I would
much rather believe that this excruciating pain is punishment from God for my
transgressions and that it has the effect of purifying my soul, thus washing
the karmic slate clean. Otherwise, I am to accept the pain simply as it is and
with no “productive benefit.” The medieval belief that one’s suffering purified
one’s soul and thus brought one closer to God and to Heaven helped to maintain
the status quo of the innumerable slaves of the masters who were consequently
accepting of their lot in life. The fat priests did their job of making sure the
populace were willing to keep their backs bent and their untold suffering
between them and the Lord, who was a great listener and who was waiting in
Heaven for them when they finally loosed the crushing yoke of their meager
lives. But they held their suffering and loss in this context and thus we able
to live good, even happy lives, even as they were being crushed. I only wish
that I could hold and believe that my profound physical pain held meaning and
purpose for me, that it was purifying my soul at the expense of my body. Does
this severe, crippling pain act on behalf of something sublime? Does it bring
me a certain understanding? Obviously it does—in one way in particular: it
severs my identity with my physical body, thus enabling me to be quite willing
to let go, to even look forward to it, when the times comes to pass beyond it.
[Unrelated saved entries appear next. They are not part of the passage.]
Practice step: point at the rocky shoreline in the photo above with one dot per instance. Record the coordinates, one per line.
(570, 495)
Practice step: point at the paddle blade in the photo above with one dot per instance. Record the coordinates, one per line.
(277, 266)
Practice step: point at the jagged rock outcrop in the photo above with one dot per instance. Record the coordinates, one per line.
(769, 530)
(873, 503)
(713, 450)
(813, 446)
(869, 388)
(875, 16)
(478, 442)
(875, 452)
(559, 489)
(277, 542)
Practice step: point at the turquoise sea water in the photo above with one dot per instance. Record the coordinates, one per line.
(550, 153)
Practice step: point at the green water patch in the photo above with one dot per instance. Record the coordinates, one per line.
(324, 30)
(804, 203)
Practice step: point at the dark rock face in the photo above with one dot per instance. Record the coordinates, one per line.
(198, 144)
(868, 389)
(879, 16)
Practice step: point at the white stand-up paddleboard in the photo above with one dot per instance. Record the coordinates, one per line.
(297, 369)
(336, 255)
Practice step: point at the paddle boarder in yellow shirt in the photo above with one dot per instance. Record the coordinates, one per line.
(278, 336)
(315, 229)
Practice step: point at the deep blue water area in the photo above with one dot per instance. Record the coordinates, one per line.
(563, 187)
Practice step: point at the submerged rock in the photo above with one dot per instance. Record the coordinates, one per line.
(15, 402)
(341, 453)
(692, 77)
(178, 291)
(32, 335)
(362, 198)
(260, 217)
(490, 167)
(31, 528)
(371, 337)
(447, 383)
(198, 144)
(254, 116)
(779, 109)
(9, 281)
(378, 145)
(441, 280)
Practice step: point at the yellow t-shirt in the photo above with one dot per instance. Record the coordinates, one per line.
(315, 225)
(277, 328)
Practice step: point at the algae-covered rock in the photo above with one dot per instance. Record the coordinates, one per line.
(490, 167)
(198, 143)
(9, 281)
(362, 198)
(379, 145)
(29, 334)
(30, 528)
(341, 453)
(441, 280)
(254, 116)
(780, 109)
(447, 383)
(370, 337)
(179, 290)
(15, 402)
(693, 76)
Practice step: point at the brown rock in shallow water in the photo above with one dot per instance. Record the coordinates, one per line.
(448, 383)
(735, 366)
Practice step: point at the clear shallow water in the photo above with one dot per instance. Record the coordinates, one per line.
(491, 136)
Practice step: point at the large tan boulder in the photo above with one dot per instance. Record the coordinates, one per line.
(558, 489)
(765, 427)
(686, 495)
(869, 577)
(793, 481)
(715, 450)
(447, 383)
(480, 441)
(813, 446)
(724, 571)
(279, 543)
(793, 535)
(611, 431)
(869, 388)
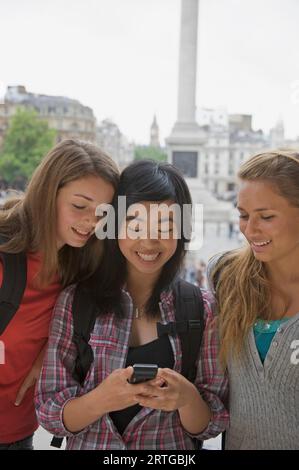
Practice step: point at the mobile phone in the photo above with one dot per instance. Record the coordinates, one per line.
(143, 372)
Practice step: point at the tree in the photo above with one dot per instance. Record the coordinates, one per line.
(27, 140)
(142, 152)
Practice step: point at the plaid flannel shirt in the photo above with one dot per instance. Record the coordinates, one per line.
(149, 429)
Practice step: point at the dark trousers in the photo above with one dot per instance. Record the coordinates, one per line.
(24, 444)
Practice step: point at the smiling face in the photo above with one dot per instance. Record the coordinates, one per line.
(76, 204)
(268, 221)
(146, 241)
This is one major benefit, for such physical pain puts one in a quite different
state of mind and being than the normal bodily state. And I suppose that this
being moved, almost against one’s bodily will, into a different, more “spiritual”
state of mind and being, is another way of explaining the benefit of such. To
be able to consciously disidentify with the physical life to a life beyond
that, more sublime, as it were, than that is a blessing, for the physical life
is inherently transitional and temporary, if not short and brutal (Hobbes?). To
disidentify with it enables one to make the transitional out of it so much
easier, and then to whatever follows so much easier as well. To be in the “proper
reality” is like being able to speak the local language and thus communicate
and relate oneself within it. To be able to speak the language of Heaven
enables one to belong in it.
Of course, I speak too metaphorically,
not literally, though some, perhaps many, would take all this quite literally.
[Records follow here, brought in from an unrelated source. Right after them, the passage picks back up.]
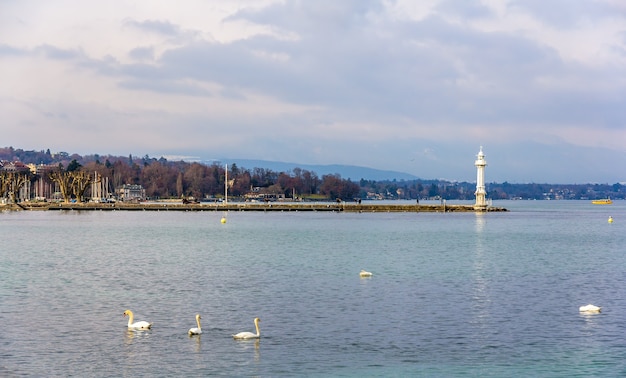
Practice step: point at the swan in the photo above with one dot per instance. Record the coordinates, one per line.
(249, 335)
(589, 308)
(137, 325)
(196, 331)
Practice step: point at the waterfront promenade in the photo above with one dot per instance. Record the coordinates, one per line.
(247, 206)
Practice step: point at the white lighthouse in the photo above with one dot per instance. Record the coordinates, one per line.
(480, 163)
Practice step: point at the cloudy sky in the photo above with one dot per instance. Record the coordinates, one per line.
(412, 86)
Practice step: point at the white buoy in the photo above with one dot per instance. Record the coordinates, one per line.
(589, 309)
I do wish it were as literal and as simple as the stories I have been told,
that the Loving Father will reach down and pick me, his child, up in his arms,
for we all know that he is a great giant and that we are as small dolls in his
hands, or perhaps even as grains of sand in his hand, though I knew a woman,
Roxanne, who suffered in Alaskan Outback as a child and had to beg for food at
the Salvation Army and various churches where she had to sing for her supper.
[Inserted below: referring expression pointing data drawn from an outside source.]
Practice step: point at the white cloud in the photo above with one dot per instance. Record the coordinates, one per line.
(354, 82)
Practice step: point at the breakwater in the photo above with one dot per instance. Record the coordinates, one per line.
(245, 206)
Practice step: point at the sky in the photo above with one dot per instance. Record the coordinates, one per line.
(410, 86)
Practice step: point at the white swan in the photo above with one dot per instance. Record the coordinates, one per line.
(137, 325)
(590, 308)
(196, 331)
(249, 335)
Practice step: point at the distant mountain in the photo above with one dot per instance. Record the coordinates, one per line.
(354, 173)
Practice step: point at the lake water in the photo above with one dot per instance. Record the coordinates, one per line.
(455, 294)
She had to sing, He’s Got the Whole World
in His Hands, but she knew she had fallen through between his great
gigantic fingers. Her younger brother, whom she took care of, stranded in a
cabin in the deep snow, where they almost starved to death, came to my
hometown, dressed himself as a clown, and went through the town putting a
nickel in the parking meters that had run out of time, thus saving the owners
of the cars from the impending parking ticket. He was soon arrested and jailed
for this act of kindness. I don’t know what became of him or of his sister, who
was a waitress and a poet of profound depth and beauty. Certain things, certain
people, certain stories stick with me, in my soul, in my heart, in my mind, and
become a part of me. Love demands this; love of our fellow human beings, who
are not only as ourselves but are ourselves.
So I seem to have answered my own
question as to what may be the benefits of this most severe pain in my body. It
may be that pain opens the heart so that the pain of others may be enabled to
flow into our own heart, that we may be able to see that there is not “your
heart” and “my heart,” but, in truth, only our
heart. When I finally had to accept that my daughter had “severe and
profound” autism and that she would be and she would be, the walls around my
own heart crumbled and I felt myself to be the father of every single disabled
child in the world. One’s heart does not usually open willingly but its walls
are destroyed by the missiles of whatever life itself brings. And so, I prefer
to believe that the gods themselves send those missiles to open us up to all
life and expand us to include all life, which, I believe, is necessarily a most
painful process since all that we have come to believe to be ourselves is
absolutely destroyed. And in our devastation, we are shattered, but learn how
to rebuild ourselves with the pieces we choose
to pick up and put together in a better way until the next time. So I find that
I am able to have this pain that is so in my body speak for itself here. I had
no idea that this would happen, though I was guided by that same pain to come
to my desk here, sit down, and write these words. In this respect, my pain has
direction and it leads me. I could speak of pleasure and that I have had a life
of profound pleasure. But pleasure wants more pleasure. Pain, I do not think,
seeks more pain, rather, pain seeks to express itself and tell us another kind
of truth about ourselves and our existence. I would like to say that in this
expression of pain through me, through this mind and these fingers, the pain in
my body has diminished. It has; I am less pained in this moment, in body and
mind and feeling. If only it were so easy as that. But time will tell.